Citi today announced that Robert E. Rubin has retired as Senior Counselor effective today and has decided not to stand for re-election as Director at Citi's Annual Meeting. Mr. Rubin will continue to serve as a Director until his current term expires at Citi's next Annual Meeting.

"Since joining Citi nearly 10 years ago, Bob has made invaluable contributions to the company," said Vikram Pandit, Chief Executive Officer of Citi. "From the beginning, Bob has been instrumental in working with clients around the globe and forging strong relationships for our businesses. He has also been a trusted advisor to senior management as well as to me personally, and I am pleased to say Bob has agreed to continue to be available as a sounding board and resource for me and for the company."

Yeah well platitudes aside this is bull sh!t.

From the beginning, Bob has been instrumental in working with clients around the globe and forging strong relationships for our businesses.

Bob is an economist not a banker using his government connections to rig deals in favor of Citi worldwide.

He has also been a trusted advisor to senior management as well as to me personally

Given that Citigroup is on the verge of collapse bob has been an untrustworthy and incompetent adviser.

Mr. Rubin, 70, decided last month that he was ready to leave the company, according to a person familiar with the matter. That conclusion was driven by the overwhelming amount of time that his role at Citigroup was requiring...

It's more likely that the underwhelming amount of wealth remaining steel is why Mr. Rubin decided last month that he was ready to leave the company. And If you need any more proof that there's nothing left to get notice how the cracks in Citigroup are beginning to rip into wide gaping fissures.

Citigroup signaled a breakup of its unwieldy financial supermarket model with a possible deal to sell a share of its prized retail brokerage business to Morgan Stanley, said several people with knowledge of the discussions, underscoring the enormous problems the bank continues to confront even after receiving taxpayer bailout funds.

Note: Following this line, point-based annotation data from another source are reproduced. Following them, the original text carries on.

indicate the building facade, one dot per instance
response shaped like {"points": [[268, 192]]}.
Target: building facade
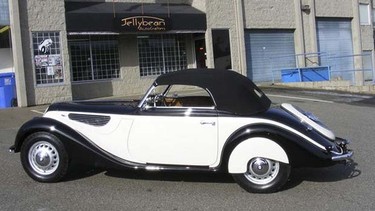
{"points": [[72, 50]]}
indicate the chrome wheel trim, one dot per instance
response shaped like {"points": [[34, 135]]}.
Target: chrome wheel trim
{"points": [[43, 158], [262, 171]]}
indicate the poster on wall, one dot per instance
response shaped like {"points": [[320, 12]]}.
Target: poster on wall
{"points": [[47, 58]]}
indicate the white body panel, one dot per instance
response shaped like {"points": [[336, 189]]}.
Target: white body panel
{"points": [[111, 137], [174, 140], [251, 148]]}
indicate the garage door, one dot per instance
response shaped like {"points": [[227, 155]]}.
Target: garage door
{"points": [[335, 40], [267, 52]]}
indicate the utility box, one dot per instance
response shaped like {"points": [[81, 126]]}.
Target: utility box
{"points": [[305, 74], [7, 90]]}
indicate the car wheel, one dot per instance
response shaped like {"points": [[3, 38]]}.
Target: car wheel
{"points": [[44, 157], [263, 175]]}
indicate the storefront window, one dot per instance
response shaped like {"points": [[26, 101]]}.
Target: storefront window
{"points": [[159, 54], [4, 13], [47, 58], [221, 45], [94, 57]]}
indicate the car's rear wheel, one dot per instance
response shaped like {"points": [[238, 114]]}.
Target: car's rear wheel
{"points": [[44, 157], [263, 175]]}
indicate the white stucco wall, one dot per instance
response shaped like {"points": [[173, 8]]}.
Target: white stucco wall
{"points": [[6, 60]]}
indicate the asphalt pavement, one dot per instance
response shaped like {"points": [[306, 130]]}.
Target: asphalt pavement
{"points": [[340, 187]]}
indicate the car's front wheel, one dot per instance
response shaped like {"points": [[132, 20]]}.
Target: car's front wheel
{"points": [[44, 157], [263, 175]]}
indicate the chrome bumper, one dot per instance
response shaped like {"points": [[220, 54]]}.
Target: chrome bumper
{"points": [[345, 156], [345, 152]]}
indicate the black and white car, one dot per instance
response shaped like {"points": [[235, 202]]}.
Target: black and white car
{"points": [[189, 120]]}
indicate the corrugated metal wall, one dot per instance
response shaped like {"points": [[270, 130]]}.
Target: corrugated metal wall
{"points": [[267, 51]]}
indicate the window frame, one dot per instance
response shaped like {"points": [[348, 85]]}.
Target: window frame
{"points": [[92, 75], [365, 7], [159, 54]]}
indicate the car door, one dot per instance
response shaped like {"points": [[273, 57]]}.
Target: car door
{"points": [[176, 133]]}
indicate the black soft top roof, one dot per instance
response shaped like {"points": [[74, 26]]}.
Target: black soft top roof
{"points": [[232, 91]]}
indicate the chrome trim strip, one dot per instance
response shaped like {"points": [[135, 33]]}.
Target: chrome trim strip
{"points": [[345, 156]]}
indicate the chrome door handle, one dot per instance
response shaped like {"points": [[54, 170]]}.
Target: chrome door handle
{"points": [[208, 123]]}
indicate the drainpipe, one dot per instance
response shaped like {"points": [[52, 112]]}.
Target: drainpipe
{"points": [[357, 45], [15, 27], [240, 27]]}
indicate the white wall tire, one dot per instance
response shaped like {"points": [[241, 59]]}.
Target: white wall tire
{"points": [[44, 158], [263, 175]]}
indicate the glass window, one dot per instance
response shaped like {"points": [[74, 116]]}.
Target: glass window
{"points": [[4, 13], [364, 14], [159, 54], [5, 37], [47, 58], [94, 57], [221, 44], [367, 65]]}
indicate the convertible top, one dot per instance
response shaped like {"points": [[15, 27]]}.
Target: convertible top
{"points": [[232, 91]]}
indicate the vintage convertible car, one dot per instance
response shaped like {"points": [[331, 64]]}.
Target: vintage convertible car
{"points": [[189, 120]]}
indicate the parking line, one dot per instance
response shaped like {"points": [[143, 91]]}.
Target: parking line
{"points": [[38, 112], [301, 98]]}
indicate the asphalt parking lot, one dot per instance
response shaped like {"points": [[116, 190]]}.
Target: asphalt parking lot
{"points": [[340, 187]]}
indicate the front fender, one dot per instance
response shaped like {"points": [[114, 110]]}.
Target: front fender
{"points": [[38, 124], [78, 145], [251, 148]]}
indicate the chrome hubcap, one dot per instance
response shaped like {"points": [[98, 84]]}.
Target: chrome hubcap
{"points": [[43, 158], [262, 170]]}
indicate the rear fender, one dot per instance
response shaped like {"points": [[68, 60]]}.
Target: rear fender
{"points": [[251, 148]]}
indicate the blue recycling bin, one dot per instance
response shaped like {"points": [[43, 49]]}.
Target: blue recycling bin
{"points": [[7, 90]]}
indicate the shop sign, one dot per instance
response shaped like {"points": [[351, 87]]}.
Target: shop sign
{"points": [[144, 23]]}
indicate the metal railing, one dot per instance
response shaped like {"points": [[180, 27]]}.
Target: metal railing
{"points": [[338, 67]]}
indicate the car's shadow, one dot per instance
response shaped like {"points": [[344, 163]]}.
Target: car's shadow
{"points": [[328, 174]]}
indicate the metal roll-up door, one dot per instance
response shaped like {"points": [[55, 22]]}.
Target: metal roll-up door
{"points": [[268, 52], [336, 45]]}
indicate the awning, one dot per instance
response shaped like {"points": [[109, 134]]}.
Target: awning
{"points": [[120, 17]]}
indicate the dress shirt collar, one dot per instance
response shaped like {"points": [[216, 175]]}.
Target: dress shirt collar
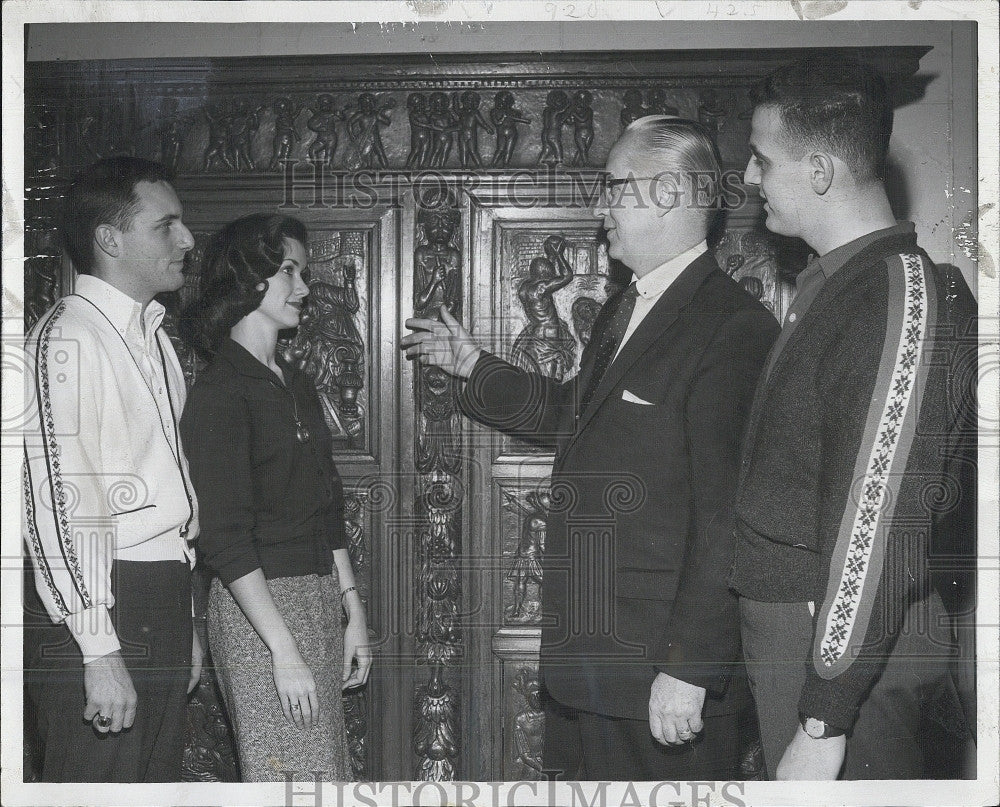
{"points": [[837, 258], [658, 281], [121, 310]]}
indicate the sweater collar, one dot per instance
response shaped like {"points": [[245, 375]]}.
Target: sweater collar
{"points": [[837, 258]]}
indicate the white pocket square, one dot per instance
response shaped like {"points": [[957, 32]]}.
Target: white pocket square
{"points": [[628, 396]]}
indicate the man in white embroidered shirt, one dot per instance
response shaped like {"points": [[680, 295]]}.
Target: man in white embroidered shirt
{"points": [[639, 634], [108, 509], [858, 470]]}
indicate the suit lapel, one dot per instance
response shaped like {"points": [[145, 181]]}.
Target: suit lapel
{"points": [[658, 320]]}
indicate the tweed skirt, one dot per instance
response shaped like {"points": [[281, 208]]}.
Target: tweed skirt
{"points": [[267, 745]]}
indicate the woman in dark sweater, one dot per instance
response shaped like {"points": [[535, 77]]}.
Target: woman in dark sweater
{"points": [[271, 505]]}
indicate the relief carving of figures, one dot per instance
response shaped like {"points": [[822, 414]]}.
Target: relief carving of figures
{"points": [[218, 138], [286, 112], [584, 312], [356, 724], [445, 124], [173, 130], [354, 524], [526, 567], [364, 126], [438, 628], [553, 119], [470, 118], [505, 118], [711, 112], [633, 108], [581, 113], [41, 286], [437, 262], [438, 461], [545, 345], [208, 754], [659, 104], [244, 121], [323, 122], [437, 441], [751, 260], [529, 724], [329, 348], [421, 132]]}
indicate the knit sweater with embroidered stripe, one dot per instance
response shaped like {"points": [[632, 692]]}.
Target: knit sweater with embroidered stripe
{"points": [[859, 462], [104, 477]]}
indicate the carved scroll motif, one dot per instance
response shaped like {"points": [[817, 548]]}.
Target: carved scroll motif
{"points": [[438, 506]]}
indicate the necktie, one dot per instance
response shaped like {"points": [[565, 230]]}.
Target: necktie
{"points": [[611, 340]]}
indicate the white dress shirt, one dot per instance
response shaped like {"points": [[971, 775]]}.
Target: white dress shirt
{"points": [[652, 285]]}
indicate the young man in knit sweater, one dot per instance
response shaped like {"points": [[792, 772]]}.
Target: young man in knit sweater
{"points": [[858, 465], [109, 511]]}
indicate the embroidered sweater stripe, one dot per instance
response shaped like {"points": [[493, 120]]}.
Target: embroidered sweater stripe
{"points": [[856, 565], [103, 479]]}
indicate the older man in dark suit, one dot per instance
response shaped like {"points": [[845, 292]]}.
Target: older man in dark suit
{"points": [[640, 634]]}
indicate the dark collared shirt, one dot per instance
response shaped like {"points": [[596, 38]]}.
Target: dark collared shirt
{"points": [[268, 500], [810, 281]]}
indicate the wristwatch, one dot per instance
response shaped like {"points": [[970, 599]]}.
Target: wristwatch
{"points": [[817, 729]]}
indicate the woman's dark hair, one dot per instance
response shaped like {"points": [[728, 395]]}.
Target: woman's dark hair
{"points": [[239, 257]]}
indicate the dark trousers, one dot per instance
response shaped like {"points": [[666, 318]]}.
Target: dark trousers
{"points": [[152, 616], [890, 737], [582, 746]]}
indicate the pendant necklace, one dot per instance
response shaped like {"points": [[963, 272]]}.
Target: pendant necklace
{"points": [[301, 430]]}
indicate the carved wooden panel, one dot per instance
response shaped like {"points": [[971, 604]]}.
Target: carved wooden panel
{"points": [[352, 135], [522, 506]]}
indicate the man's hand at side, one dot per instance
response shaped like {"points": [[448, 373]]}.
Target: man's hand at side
{"points": [[675, 709], [109, 692], [444, 344], [812, 760]]}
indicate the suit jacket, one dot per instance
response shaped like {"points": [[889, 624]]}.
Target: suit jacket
{"points": [[639, 536]]}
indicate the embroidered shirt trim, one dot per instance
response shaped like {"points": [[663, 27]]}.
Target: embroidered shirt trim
{"points": [[856, 566]]}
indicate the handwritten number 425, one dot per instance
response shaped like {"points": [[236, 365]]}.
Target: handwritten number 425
{"points": [[577, 11]]}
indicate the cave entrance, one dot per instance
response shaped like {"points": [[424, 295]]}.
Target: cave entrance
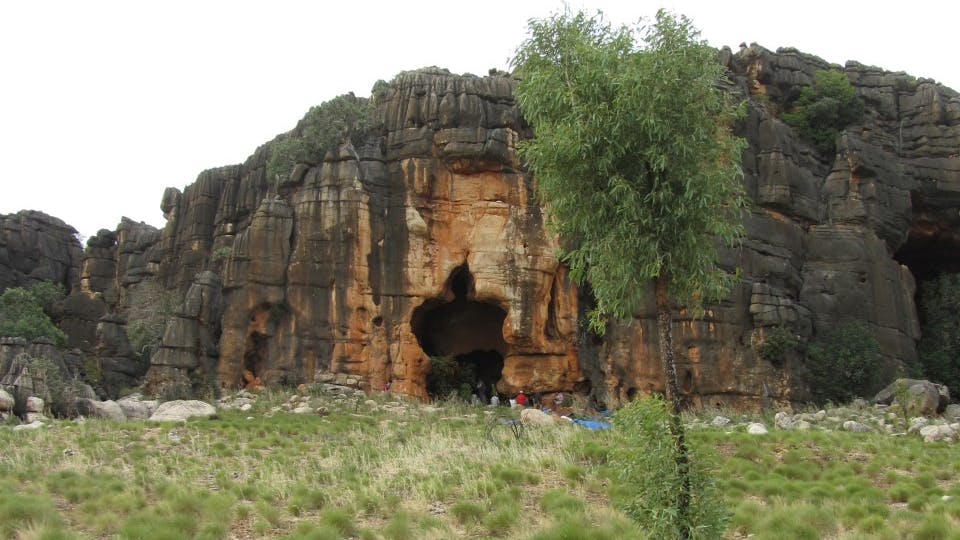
{"points": [[932, 253], [463, 337]]}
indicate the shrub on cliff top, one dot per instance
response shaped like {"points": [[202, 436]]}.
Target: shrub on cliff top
{"points": [[24, 312], [323, 127], [845, 364], [824, 109]]}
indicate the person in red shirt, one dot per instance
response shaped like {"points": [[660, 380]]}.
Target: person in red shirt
{"points": [[521, 399]]}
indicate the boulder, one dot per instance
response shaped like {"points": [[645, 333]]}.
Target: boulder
{"points": [[855, 427], [136, 408], [182, 409], [784, 421], [6, 401], [36, 424], [35, 404], [106, 410], [939, 432], [925, 397], [952, 411], [535, 417], [720, 421]]}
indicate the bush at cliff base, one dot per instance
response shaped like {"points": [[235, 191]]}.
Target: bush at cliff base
{"points": [[845, 364], [644, 453]]}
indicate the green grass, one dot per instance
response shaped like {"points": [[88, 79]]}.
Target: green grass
{"points": [[403, 472]]}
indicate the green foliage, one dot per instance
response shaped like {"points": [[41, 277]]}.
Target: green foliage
{"points": [[450, 378], [824, 109], [222, 253], [775, 344], [633, 155], [144, 337], [939, 347], [845, 364], [26, 312], [644, 457], [323, 127]]}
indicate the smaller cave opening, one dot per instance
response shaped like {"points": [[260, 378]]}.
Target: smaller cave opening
{"points": [[254, 359]]}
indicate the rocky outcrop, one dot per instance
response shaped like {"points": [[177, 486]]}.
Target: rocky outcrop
{"points": [[425, 240], [422, 238], [186, 360], [36, 247]]}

The new chapter of wrenching change came as former Treasury Secretary Robert E. Rubin, who came under fire for his strong support of that model in an advisory role that helped fuel the bank’s troubles, said he would resign.
It better underscores the way the bank was gouge gutted by its executives during the housing bubble and how there is always a cost to be born in the future for excesses of the past. The cost will be born by Citigroup's investors shareholders and the US taxpayer while true to form the Citigroup executives like panted and Rubi theirs and got out.